Despite the dramatic improvement in the 5-year survival rate in pediatric cancer over the last 50 years, survivors are still at risk of late effects associated with treatment. This first comprehensive CH analysis in long-term survivors of pediatric cancer identifies accelerated clonal hematopoiesis in pediatric cancer survivors, which is linked to both chemo- and radiotherapy. The contrasting dynamics of clonal expansion for age-related versus therapy-related CH suggest the need for longitudinal monitoring, which may involve genomic profiling at single cell level, to ascertain the long-term effects of therapy-induced CH in pediatric cancer survivors.

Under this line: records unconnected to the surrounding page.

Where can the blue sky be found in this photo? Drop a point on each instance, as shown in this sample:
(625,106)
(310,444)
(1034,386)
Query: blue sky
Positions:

10Genome-wide analysis of aberrant position and sequence of plasma DNA fragment ends in patients with cancer
Budhraja, K.,K., McDonald, B., R., Stephens, M.,D. et al. SciTranslMed. 15 (678), 2023.
Summary of the findings
Cell-free DNA in plasma is fragmented to a modal length of 167 bp, which corresponds to the length of DNA typically wrapped within a mono-nucleosome. Several groups have shown that the genomic locations of DNA fragments observed in plasma correspond to nucleosome positioning in lymphoid cells. More recently, the differences between nucleosome positioning across cell types are being leveraged to aid cancer detection. In this paper, Karan Budhraja, Bradon McDonald and colleagues hypothesized that compared to healthy individuals, plasma DNA from patients with cancer will have differences in end positions. To test this, they first identified a map of recurrently protected genomic regions using deep whole genome sequencing of plasma DNA from healthy individuals. Using this map, they measured the fraction of aberrant DNA fragment ends observed within protected regions in >2600 plasma samples from additional healthy controls as well as patients with cancer from across 11 subtypes. They found the fraction of aberrant DNA fragment ends was more common in patients with cancer, higher for mutated DNA fragments and higher for DNA fragments affected by copy number alterations. Combining this information with a sample-level analysis of nucleotide frequencies at fragment ends, they showed that a random forest machine model achieved 91% accuracy to distinguish between plasma samples from cancer patients and from healthy individuals.